Kecelakaan terjadi di tikungan dekat kampus Tika, saat Danar mengendarai motornya keluar halaman kampus saat menjemput Tika tertabrak oleh truk yang melaju sangat kencang. Motor Danar terlempar jauh, sementara Danar terpental dan beruntung jatuh ke sawah yang letaknya tak jauh dari kampus. Tapi, Tika yang terlempar jauh dan kepalanya menghantam pohon, berdaah dan meninggal saat itu juga.
Nita yang mendengar kabar itu dari Anang jadi serba salah. Sedih dan sakit hati bercampur jadi satu. Tapi, demi melihat Anang yang terlihat tegar, meskipun Nita tahu dalam hati Anang tersimpan perih luka dikhianati. Nita berusaha menyimpan sakit hatinya.
Dan sekarang, dia menunggu, menunggu Danar berbicara, menunggu Danar mengatakan satu hal, menunggu Danar membuka bibirnya.
”Nit,” bisik Danar perlahan sambil meringis kesakitan. Nita mendekat, menatap dalam pada Danar.
”Maafin aku,” ucap Danar pelan, Nita hanya mampu mengangguk, berusaha menahan luapan airmatanya, ia sedikit terisak.
”Aku menyesal….menghianati…kamu…mas Anang…” kata Danar sambil menarik nafas perlahan. Nita menunggu, terus menunggu, sementara Anang yang berdiri di dekat pintu hanya bisa air mata yang mulai mengalir.
”Aku yang salah, aku yang ngancurin hubungan kita, karena kebodohanku…” belum selesai Danar berbicara, Nita menyentuh lembut bibir Danar, menghentikan gerak beradu bibir Danar karena Nita tak mau mendengar kelanjutan pengakuan itu.

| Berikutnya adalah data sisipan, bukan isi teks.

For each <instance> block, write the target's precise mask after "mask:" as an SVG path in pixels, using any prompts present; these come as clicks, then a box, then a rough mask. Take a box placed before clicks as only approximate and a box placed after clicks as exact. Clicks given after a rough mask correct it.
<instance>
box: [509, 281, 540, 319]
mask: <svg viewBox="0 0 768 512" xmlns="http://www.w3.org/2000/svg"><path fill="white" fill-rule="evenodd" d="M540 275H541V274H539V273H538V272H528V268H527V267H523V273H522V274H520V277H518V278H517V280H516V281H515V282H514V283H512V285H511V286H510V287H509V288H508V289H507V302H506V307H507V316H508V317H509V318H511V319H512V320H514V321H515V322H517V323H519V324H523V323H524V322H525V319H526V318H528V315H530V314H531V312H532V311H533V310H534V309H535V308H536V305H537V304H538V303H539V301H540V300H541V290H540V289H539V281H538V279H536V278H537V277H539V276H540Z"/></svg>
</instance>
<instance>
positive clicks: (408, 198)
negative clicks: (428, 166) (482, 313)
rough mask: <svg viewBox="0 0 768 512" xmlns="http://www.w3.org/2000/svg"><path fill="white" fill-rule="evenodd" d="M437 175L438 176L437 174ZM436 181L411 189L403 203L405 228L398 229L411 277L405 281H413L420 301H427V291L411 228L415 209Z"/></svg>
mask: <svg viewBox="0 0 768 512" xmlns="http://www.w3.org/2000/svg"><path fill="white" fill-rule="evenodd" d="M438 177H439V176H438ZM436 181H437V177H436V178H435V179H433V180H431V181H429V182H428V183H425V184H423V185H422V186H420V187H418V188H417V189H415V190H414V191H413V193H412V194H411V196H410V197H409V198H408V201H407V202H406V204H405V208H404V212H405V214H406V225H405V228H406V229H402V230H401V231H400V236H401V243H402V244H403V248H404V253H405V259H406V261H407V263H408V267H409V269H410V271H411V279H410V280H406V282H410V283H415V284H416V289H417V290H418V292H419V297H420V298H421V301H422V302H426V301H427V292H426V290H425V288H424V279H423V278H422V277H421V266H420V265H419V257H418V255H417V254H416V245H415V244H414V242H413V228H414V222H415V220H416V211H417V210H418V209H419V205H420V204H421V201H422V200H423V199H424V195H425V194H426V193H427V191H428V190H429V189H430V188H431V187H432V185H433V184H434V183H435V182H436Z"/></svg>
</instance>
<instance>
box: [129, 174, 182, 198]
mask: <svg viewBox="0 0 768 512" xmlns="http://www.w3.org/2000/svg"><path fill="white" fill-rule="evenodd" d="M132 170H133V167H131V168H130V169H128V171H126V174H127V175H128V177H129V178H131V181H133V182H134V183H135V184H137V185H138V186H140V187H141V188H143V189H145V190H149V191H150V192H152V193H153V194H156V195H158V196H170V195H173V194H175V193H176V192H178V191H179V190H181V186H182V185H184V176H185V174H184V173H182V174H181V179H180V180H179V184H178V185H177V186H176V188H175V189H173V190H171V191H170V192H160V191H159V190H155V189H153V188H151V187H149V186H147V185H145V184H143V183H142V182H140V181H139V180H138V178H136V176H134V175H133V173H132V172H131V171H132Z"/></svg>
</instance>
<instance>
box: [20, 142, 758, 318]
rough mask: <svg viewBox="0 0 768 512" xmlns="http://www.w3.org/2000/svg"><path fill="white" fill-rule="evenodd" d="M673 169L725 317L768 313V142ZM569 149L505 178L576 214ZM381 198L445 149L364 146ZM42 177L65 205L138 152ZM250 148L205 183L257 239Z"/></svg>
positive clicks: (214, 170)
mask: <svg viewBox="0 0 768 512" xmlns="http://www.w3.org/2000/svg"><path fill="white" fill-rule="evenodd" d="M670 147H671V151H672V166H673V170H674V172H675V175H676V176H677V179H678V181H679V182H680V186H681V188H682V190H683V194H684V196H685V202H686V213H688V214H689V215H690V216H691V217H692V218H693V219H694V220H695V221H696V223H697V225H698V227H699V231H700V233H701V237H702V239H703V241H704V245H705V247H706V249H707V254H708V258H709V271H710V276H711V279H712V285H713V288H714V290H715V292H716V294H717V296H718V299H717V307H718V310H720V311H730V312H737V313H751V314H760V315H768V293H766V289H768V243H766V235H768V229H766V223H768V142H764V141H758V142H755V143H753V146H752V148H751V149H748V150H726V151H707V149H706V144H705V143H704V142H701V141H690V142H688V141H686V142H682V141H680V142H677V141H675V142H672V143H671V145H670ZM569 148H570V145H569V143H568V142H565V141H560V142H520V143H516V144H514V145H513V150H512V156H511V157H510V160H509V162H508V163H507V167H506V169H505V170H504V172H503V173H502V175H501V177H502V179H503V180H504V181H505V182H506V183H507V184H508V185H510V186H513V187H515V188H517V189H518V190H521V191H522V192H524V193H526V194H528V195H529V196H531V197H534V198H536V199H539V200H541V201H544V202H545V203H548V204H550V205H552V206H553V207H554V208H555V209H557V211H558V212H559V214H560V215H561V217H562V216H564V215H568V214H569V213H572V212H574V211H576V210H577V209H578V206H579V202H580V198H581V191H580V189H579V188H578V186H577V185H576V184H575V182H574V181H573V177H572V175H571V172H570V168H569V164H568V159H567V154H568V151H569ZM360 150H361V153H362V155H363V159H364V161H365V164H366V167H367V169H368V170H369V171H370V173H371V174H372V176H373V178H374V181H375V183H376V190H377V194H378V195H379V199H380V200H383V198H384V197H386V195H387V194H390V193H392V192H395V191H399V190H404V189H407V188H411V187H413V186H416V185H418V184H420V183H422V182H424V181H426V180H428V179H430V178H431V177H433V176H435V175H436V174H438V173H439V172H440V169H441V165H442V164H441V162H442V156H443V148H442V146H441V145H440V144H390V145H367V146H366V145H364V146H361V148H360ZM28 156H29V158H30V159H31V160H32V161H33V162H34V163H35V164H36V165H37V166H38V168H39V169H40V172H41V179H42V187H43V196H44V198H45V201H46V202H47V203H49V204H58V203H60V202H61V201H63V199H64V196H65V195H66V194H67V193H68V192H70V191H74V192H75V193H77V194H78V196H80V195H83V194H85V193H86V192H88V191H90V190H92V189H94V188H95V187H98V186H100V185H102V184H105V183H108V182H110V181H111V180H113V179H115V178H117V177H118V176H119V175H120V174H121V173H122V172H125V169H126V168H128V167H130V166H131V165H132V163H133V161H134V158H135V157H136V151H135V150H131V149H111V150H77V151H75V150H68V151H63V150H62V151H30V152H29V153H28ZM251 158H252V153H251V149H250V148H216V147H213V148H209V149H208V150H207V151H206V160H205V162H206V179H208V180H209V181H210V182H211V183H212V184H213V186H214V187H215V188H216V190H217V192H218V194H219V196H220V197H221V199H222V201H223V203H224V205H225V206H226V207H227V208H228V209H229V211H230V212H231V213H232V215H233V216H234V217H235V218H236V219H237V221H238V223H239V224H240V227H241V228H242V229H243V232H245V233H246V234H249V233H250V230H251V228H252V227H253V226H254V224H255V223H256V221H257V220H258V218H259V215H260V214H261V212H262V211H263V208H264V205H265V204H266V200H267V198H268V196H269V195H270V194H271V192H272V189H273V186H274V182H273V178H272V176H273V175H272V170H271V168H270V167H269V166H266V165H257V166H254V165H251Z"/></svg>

”Aku cuma ingin kamu sembuh, kamu balik lagi seperti dulu, biar kita bisa menikmati semua dari awal lagi,” kata Nita yang masih terisak menatap tulus pada Danar, memberikan semangat hidup.
”Walaupun nantinya aku sembuh, aku pasti cacat dan kamu sudah nggak mau lagi sama aku,” kata Danar putus asa.
”Aku cinta kamu apa adanya,” kata Nita meyakinkan sambil tersenyum lembut, berusaha menyalurkan enersi kehidupan pada Danar lewat senyumnya.
Danar hanya tersenyum tipis yang disambut senyum manis Nita yang kini sedang mengusap airmatanya. Sementara Anang telah lenyap dari kamar itu, entah pergi kemana.
Di sebuah komplek pemakaman, nampak seorang pria bersimpuh didepan sebuah makam sambil menaburkan bunga. Sementara dibelakang pria tadi, seorang pria lain nampak duduk diam di atas kursi roda dengan wajah sedih penuh penyesalan dan seorang gadis berkerudung nampak setia berdiri disamping kursi roda pria itu.
Ya, Danar sudah sembuh, tapi sekarang hanya bisa duduk di kursi roda karena kakinya masih belum kuat untuk menahan berat badannya. Dan Nita masih setia dan menepati janjinya. Sementara Anang masih terus berziarah ke makam Tika sebulan sekali bersama Danar dan Nita.
Anang tahu ia tidak bisa menyalahkan kematian Tika, namun ia juga tidak mungkin menyalahkan adiknya. Ia sekarang hanya bisa belajar menerima kenyataan bahwa gadis yang dicintainya sudah pergi.
Sementara Dana, walaupun masih diliputi sejuta penyesalan dan rasa bersalah. Tapi, tak mengurangi rasa syukurnya bisa memiliki Nita. Andai saja waktu itu Nita tidak memberikan semangat hidup, mungkin ia sekarang sudah menyusul Tika, pergi meninggalkan dunia.
Nita mencintai dia apa adanya, itulah yang membuat gairah hidup Danar yang sempat meredup kembali menyala. Membuatnya berani menantang dunia meskipun hanya bisa duduk di kursi roda. Tapi Nita selalu ada disisinya. Memberikan senyum tulusnya, memberikan semangat untuknya dan mencintai dia apa adanya.